Despite official denials by the Swedish government, the article presents evidence that Sweden is being wracked by violent crime issues related to a massive influx of refugees.
In a period of two weeks earlier this year, five explosions took place in the country. It’s not unusual these days — Swedes have grown accustomed to headlines of violent crime, witness intimidation and gangland executions. In a country long renowned for its safety, voters cite “law and order” as the most important issue ahead of the general election in September.
The topic of crime is sensitive, however, and debate about the issue in the consensus-oriented Scandinavian society is restricted by taboos.
The picture is pretty bleak.
Gang-related gun murders, now mainly a phenomenon among men with immigrant backgrounds in the country’s parallel societies, increased from 4 per year in the early 1990s to around 40 last year. Because of this, Sweden has gone from being a low-crime country to having homicide rates significantly above the Western European average. Social unrest, with car torchings, attacks on first responders and even riots, is a recurring phenomenon.
Shootings in the country have become so common that they don’t make top headlines anymore, unless they are spectacular or lead to fatalities. News of attacks are quickly replaced with headlines about sports events and celebrities, as readers have become desensitized to the violence. A generation ago, bombings against the police and riots were extremely rare events. Today, reading about such incidents is considered part of daily life.
The rising levels of violence have not gone unnoticed by Sweden’s Scandinavian neighbors. Norwegians commonly use the phrase “Swedish conditions” to describe crime and social unrest. The view from Denmark was made clear when former President of NATO and Danish Prime Minister Anders Fogh Rasmussen said in an interview on Swedish TV: “I often use Sweden as a deterring example.”
So just how does the Swedish government plan to react to this “violent reality”? In typical Progressive fashion–with a PR campaign claiming it ain’t so!

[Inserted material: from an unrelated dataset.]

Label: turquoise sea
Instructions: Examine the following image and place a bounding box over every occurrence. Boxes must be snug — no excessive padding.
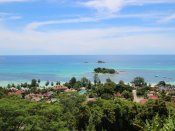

In response, the Swedish government has launched an international campaign for “the image of Sweden” playing down the rise in crime, both in its media strategy and through tax-funded PR campaigns. During a visit to the White House in March, Sweden’s Prime Minister Stefan Löfven admitted that his country has problems with crime and specifically shootings, but denied the existence of no-go zones. Sweden’s education minister, Gustav Fridolin, traveled to Hungary last week with the same message.
But the reality is different for those on the ground: The head of the paramedics’ union Ambulansförbundet, Gordon Grattidge, and his predecessor Henrik Johansson recently told me in an interview that some neighborhoods are definitely no-go for ambulance drivers — at least without police protection.